Many Ford appointees became pivotal Washington figures and some still are today. President Bush's father was his CIA director. His U.N. ambassador, Daniel Patrick Moynihan, began a distinguished Senate career in 1977. Associate Supreme Court Justice John Paul Stevens is still on the bench. Ford's White House chief of staff, Dick Cheney, is the vice president. Ford Secretary of Defense Donald Rumsfeld holds that job today. Top economic adviser Alan Greenspan chairs the Federal Reserve Board. Deputy Budget Director Paul O'Neill was Bush's treasury secretary.

Not surprisingly, Ford thinks his proteges and President Bush are "doing well. I happen to think he [Bush] made the right decision on the war on Iraq, regardless of whether or not they find weapons of mass destruction."

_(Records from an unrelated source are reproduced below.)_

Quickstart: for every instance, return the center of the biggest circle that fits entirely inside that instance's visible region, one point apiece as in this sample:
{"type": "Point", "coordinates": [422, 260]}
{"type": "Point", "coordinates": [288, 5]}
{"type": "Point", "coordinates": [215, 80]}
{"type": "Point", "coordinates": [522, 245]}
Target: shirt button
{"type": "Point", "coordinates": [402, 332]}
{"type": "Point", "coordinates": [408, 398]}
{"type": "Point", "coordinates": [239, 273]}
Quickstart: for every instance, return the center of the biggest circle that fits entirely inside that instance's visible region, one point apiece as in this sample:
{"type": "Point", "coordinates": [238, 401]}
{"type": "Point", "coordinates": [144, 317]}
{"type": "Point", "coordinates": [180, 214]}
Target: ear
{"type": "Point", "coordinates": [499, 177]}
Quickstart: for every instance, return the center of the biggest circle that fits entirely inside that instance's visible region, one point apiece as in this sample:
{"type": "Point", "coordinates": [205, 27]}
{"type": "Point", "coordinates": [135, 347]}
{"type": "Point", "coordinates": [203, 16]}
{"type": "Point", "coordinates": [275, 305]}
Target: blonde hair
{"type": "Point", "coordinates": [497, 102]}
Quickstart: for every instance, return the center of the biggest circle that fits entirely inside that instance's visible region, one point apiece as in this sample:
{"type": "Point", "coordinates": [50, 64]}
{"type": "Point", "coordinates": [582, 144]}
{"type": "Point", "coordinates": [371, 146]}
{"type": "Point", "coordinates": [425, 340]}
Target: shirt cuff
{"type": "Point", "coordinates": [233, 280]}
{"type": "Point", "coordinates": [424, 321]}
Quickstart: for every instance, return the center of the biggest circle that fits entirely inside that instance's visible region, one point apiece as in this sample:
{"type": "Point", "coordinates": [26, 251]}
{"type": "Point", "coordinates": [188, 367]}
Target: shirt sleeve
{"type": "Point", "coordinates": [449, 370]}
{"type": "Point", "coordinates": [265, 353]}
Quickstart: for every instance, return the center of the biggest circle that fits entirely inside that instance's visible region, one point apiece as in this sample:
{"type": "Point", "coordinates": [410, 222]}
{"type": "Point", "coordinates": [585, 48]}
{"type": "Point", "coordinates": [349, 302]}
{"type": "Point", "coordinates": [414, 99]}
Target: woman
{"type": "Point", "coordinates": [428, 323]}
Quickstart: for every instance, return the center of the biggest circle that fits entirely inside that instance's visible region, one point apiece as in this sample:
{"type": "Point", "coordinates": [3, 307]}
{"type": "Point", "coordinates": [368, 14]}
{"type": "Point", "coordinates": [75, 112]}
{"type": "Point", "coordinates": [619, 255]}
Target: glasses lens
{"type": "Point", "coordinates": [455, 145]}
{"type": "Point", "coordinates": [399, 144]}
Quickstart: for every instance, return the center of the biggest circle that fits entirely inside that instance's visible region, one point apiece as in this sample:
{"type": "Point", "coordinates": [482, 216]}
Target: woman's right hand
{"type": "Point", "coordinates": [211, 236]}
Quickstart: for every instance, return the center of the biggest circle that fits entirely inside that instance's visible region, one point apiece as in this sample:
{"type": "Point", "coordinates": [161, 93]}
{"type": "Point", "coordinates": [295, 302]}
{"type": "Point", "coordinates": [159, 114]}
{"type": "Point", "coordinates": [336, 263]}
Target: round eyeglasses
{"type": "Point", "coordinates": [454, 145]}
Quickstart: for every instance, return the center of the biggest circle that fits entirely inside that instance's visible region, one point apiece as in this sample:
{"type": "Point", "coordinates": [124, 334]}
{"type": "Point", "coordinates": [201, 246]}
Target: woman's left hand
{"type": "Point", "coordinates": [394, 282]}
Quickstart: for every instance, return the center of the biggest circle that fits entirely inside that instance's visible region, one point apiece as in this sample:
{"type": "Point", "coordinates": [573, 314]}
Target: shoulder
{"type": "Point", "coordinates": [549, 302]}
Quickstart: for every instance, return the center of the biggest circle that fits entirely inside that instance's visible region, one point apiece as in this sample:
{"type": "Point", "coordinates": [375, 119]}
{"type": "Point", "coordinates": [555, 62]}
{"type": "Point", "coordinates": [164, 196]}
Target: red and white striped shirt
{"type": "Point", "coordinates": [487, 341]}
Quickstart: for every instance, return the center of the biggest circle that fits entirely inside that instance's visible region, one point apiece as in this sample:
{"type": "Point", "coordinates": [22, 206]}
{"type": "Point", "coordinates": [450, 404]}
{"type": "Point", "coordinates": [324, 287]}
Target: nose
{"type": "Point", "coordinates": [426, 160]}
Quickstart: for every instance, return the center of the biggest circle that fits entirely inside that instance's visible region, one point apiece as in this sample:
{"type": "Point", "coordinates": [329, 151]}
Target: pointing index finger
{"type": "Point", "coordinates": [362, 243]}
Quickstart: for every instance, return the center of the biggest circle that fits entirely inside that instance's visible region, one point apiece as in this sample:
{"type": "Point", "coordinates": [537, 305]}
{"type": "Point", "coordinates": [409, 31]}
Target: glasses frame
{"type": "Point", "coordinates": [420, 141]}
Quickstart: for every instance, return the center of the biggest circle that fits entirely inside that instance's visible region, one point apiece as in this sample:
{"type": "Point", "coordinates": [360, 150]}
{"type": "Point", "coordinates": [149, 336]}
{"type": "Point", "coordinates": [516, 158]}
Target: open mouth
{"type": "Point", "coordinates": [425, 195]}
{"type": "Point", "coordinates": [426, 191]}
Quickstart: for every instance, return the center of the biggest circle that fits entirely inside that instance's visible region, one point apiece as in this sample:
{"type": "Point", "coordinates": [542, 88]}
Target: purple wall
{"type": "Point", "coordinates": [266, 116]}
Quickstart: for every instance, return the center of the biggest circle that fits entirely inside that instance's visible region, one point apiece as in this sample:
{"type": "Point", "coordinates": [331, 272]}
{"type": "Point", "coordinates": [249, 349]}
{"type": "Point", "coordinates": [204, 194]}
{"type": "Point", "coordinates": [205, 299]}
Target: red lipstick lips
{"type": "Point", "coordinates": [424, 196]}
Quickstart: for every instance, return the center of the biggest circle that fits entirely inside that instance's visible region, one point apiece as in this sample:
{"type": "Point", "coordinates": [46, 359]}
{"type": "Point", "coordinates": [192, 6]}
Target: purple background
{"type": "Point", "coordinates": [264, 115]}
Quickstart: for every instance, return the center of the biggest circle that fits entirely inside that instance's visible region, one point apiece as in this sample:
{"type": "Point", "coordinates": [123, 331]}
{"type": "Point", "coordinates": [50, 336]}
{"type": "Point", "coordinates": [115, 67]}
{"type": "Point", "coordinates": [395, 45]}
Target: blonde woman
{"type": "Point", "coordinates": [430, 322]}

"Saddam Hussein was a bad person in a critical part of the world," Ford says. "It was good to get rid of him, though I have to admit the after-the-war part of the problem is not going as well as we hoped."

On the record deficits that are occurring on Bush's watch: "I think President Bush is handling our fiscal problems reasonably well," Ford says. "We need to be patient."

He would not say whether the Bush tax cuts have been too big. "I'm sort of in the middle on the tax cut question," Ford says, and then he laughs. "Typical."

Ford's hope for history may be coming true.

Two years ago, the Kennedy family gave Ford its Profiles in Courage award for the Nixon pardon. A 1974 critic, Sen. Edward M. Kennedy, D-Mass., turned to Ford at the 2001 ceremony.

"Time has a way of clarifying past events," Kennedy said, "and now we see that President Ford was right. His courage and dedication to our country made it possible for us to begin the process of healing and put the tragedy of Watergate behind us."

In his understated way, Ford today is clearly pleased. "That was a great admission," he says. "One of the nicest things that's happened in recent years."